Sunday, December 5, 2010

Left overs: Sunday

Had left over potatoes from fellowship, didnt want to throw them away...

talking bout' giving to the poor at fellowship, I couldn't waste this food.. and really felt led to follow that trail..

So I stepped out in faith, with the conviction that if I followed the leading it would all work as it should.
It was a challenging experience, because after a while of looking for food-needy people (who disappear when YOU look for THEM- but not the reverse, apparently) Doreen & I found someone, but then they were gone after we decided to grab water(for them)  from a store they were next to.
I actually started feeling discouraged, because I felt like I was totally putting myself out there, following this conviction, it was late at night, and it seemed we were getting nowhere. Then, just when I let go of my grumbling, and with encouragement stepped on, we met...

Shaban. Shaban had been wrestling with alcohol, and when he saw us had a bottle in his hand.. but a craving in his eye for something deeper, a craving I could relate to. I told him, through Doreen in Luganda (language), that I felt led to share my potatoes & not waste them, they were untouched- asked if he wanted them. Sure!

 I'd go on to be humbled and yes- led by- him as things went on. He sensed a love that was deeper than our own, and was knew there was a source of our love. He knew it was Jesus. Did I say that- I thought? No man, we didn't say anything about God or religion that I recall. We just followed our conviction, and loved. And when I felt he.. wanted more than booze, I said "Dor, we should give him the water"- when it came out of the bag and met his eyes, I saw and felt his spirit let go, & accept that he was loved, that he was heard, even the whispers of his heart. He accepted the water, but much more- the love... His fears were gone, he was liberated. An I'll never forget the peace in his eyes, the calm as he gave up all that once held him. Forever. Without looking back.

He had asked me to `pray for him`but I told him to talk to his Creator on his own behalf, and I became a part of his radical spiritual journey, humbly admiring his bravery and abandonment of all else for True Love.

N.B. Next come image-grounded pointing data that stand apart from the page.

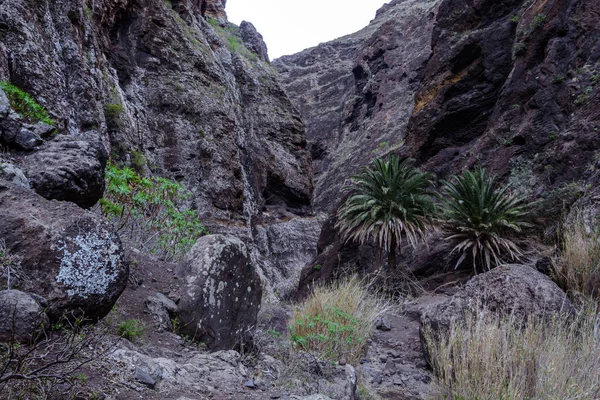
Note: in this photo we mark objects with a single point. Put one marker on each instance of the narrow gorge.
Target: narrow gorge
(170, 197)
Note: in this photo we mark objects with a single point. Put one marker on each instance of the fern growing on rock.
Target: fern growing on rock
(389, 200)
(148, 212)
(480, 216)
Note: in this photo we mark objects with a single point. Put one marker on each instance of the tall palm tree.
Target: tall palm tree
(480, 216)
(389, 200)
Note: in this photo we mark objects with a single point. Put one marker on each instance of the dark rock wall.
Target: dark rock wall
(512, 85)
(356, 93)
(167, 91)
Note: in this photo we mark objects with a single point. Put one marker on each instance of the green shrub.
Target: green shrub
(479, 216)
(336, 322)
(112, 115)
(131, 329)
(25, 105)
(148, 211)
(520, 49)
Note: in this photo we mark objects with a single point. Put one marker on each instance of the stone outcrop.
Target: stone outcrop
(70, 257)
(517, 291)
(221, 292)
(22, 318)
(510, 85)
(162, 90)
(169, 88)
(356, 93)
(70, 170)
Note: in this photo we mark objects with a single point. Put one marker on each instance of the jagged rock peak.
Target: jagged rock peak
(214, 9)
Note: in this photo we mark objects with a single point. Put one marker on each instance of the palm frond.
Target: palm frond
(480, 216)
(389, 200)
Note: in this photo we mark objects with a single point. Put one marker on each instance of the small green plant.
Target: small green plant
(149, 212)
(273, 333)
(583, 97)
(577, 269)
(11, 272)
(479, 216)
(131, 329)
(176, 324)
(25, 105)
(336, 322)
(489, 357)
(138, 161)
(538, 21)
(520, 49)
(504, 141)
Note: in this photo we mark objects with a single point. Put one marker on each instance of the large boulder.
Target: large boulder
(516, 290)
(69, 256)
(21, 317)
(221, 292)
(67, 169)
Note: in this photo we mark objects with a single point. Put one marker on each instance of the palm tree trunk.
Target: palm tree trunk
(392, 254)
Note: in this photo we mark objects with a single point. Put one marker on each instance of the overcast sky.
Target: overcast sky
(289, 26)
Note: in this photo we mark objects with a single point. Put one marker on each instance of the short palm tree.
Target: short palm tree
(480, 216)
(389, 200)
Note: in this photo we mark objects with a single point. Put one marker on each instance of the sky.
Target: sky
(289, 26)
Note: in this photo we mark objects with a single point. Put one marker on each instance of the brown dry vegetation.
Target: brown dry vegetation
(336, 322)
(488, 357)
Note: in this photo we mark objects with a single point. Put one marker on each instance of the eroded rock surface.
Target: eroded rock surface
(221, 292)
(22, 318)
(69, 256)
(518, 291)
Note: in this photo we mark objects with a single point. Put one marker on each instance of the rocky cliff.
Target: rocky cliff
(169, 88)
(511, 85)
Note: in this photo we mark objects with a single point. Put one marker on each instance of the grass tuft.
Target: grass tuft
(335, 322)
(488, 357)
(577, 270)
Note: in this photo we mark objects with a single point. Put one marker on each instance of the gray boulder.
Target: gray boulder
(67, 169)
(161, 308)
(221, 292)
(516, 290)
(69, 256)
(4, 105)
(27, 139)
(21, 317)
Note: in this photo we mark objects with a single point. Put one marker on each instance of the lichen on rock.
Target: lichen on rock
(90, 263)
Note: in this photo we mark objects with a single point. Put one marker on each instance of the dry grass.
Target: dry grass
(488, 357)
(336, 322)
(577, 270)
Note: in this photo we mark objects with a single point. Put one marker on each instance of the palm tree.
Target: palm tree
(389, 200)
(479, 215)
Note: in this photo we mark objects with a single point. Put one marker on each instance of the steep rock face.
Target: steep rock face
(222, 292)
(169, 88)
(511, 85)
(69, 256)
(159, 85)
(356, 93)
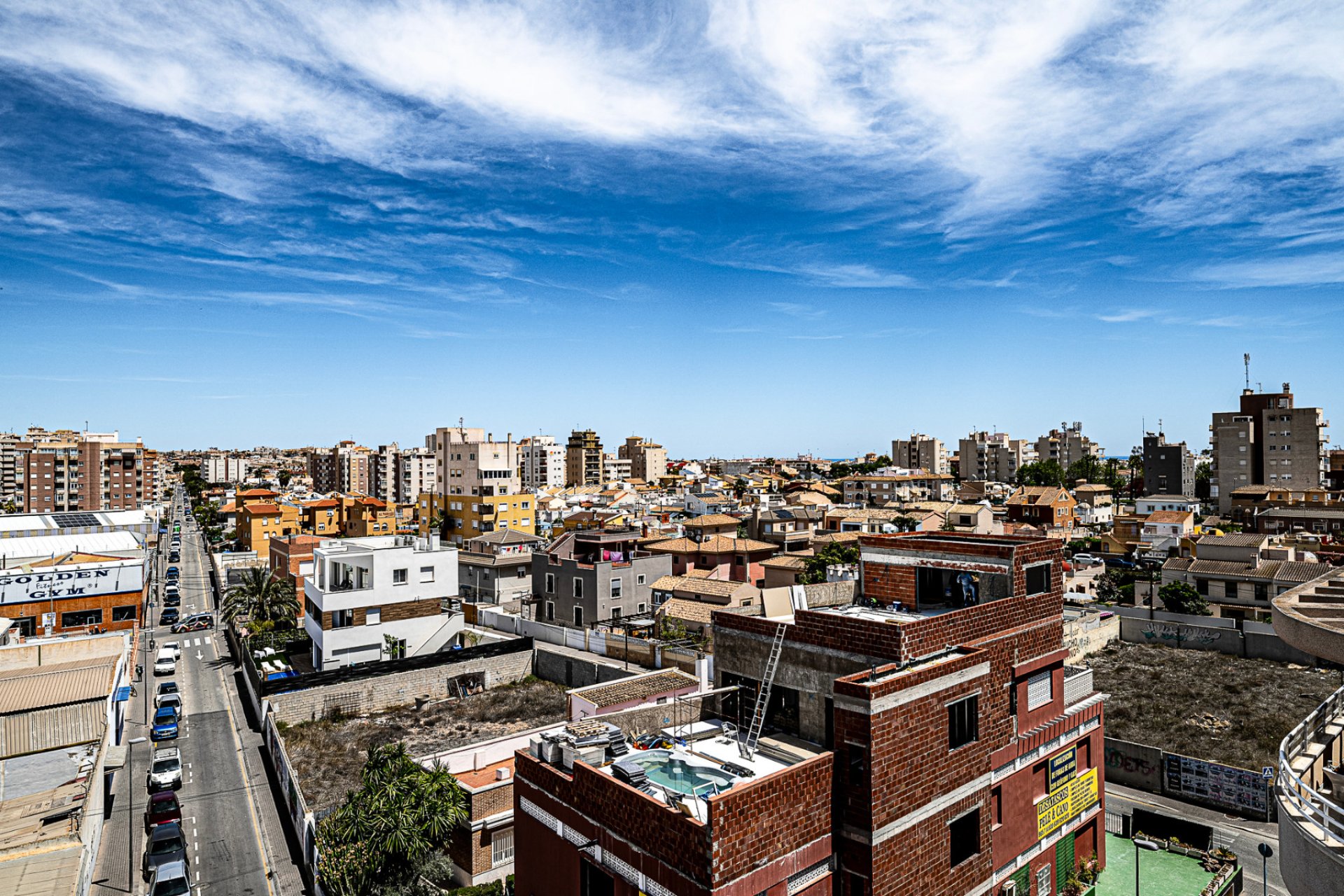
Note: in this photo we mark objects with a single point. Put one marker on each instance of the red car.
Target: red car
(162, 809)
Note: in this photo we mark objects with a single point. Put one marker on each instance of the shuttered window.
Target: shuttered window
(1040, 690)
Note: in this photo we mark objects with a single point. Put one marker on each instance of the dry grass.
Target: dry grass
(328, 754)
(1206, 704)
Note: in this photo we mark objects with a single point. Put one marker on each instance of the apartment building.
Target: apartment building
(584, 458)
(540, 463)
(1168, 466)
(225, 468)
(992, 457)
(596, 577)
(1066, 445)
(467, 517)
(648, 460)
(379, 598)
(885, 489)
(1266, 441)
(66, 470)
(930, 745)
(921, 451)
(343, 468)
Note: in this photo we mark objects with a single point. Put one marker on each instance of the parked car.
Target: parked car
(166, 770)
(168, 700)
(171, 879)
(167, 846)
(162, 809)
(166, 663)
(164, 724)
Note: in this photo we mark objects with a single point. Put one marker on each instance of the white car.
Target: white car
(166, 770)
(166, 663)
(169, 700)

This night was amazing, and God showed me what little He could do with just a little faith. He provided all I needed, I just needed to listen to my conviction.
Doreen & Shaban, and Tom (his neighbor- who loves God as well, working in city to pay for his grade 9 schooling) and I spent many nights together after, really being blessed by God's presence. I felt like I was 100% open and so were they, and it was amazing feeling & seeing how clearly & strongly we were speoken to through the Bible, eachother, etc. It was probably my sweetest time in Uganda.

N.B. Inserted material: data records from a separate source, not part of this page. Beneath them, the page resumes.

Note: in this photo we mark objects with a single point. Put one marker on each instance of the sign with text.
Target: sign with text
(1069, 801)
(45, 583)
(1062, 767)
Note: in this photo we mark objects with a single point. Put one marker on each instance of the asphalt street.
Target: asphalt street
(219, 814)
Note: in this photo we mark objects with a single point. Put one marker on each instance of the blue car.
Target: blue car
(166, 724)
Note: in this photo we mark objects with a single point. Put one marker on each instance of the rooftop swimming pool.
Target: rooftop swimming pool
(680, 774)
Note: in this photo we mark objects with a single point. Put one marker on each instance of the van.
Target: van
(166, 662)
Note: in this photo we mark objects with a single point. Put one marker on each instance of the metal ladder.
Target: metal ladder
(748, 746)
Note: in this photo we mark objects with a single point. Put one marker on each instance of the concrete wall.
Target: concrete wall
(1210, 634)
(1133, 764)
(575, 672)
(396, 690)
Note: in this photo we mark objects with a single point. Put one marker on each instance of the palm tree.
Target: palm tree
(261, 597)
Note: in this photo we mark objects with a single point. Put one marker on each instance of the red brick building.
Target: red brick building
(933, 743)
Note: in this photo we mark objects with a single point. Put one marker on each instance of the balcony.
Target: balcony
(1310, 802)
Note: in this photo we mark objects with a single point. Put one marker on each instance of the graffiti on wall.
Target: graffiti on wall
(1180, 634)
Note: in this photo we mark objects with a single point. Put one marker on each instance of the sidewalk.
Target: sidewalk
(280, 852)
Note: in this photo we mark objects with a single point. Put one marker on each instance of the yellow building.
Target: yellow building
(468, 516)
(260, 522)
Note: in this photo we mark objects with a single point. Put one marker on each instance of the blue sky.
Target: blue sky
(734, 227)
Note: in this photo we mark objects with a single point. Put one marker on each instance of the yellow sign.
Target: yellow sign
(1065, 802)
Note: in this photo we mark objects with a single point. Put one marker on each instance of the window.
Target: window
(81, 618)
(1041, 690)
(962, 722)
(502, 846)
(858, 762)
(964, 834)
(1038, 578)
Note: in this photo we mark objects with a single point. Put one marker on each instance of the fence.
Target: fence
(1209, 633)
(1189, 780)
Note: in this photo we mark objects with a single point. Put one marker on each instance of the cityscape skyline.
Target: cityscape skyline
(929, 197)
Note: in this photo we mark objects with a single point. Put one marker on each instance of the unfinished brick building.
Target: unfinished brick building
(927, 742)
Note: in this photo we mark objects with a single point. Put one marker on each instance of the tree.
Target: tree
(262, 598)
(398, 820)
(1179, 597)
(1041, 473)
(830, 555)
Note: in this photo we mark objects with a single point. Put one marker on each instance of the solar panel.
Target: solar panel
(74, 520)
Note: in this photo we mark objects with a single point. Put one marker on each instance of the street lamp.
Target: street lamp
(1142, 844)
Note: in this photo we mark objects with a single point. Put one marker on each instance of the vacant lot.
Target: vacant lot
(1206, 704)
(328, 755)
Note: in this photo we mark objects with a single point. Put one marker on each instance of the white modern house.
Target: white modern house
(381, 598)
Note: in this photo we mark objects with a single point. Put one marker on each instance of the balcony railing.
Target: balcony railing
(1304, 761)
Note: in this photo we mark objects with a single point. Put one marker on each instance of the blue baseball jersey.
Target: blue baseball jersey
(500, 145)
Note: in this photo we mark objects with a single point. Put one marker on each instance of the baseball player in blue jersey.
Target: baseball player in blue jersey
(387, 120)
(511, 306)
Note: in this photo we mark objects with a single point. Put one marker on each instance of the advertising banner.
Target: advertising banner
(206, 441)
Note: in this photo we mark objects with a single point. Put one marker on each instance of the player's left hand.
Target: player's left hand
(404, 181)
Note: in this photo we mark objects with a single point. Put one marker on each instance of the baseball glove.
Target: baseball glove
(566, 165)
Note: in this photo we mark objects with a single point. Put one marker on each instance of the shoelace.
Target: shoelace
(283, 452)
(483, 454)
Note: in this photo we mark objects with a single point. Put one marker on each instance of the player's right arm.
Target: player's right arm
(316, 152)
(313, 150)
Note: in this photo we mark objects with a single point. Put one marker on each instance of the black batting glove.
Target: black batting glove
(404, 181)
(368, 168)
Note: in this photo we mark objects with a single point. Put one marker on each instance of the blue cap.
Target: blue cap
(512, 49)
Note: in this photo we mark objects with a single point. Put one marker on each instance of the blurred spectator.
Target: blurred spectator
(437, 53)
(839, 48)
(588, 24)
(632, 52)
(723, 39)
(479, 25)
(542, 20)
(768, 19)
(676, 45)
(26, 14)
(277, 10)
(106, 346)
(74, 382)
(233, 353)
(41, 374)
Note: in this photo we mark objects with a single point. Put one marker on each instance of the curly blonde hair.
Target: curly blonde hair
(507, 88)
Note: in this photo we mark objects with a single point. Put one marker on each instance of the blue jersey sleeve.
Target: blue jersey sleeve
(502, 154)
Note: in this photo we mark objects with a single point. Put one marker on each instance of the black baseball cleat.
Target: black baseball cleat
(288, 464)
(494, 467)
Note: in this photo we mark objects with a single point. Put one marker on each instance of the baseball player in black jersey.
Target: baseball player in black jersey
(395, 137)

It'd get rivaled, of course- by an Enemy working & using the world- after a few weeks of ridiculous peace I sadly regret our fellowship slowed and we each grew weaker because of it- forgetting the ever-humbling, awesome presence that had rocked our worlds like nothing else in life had ever come close to, and so deeply.
Shaban is still feeding off the reality (recorded history) of his Maker's effect of love in people's lives- loving learning to read & tackling scripture, from what I hear, continuing to be encouraged by the way it's shaped & changed the world so much. I would & do continue the simple task of faith: remebering how loved I am & we are; Shaban also does too. This takes the form of turning back & forth to the world- him alcohol, me food (I shouldn't eat, for my diet- same effect). Anyways, this experience was a blessing, one I hope I don't ever forget.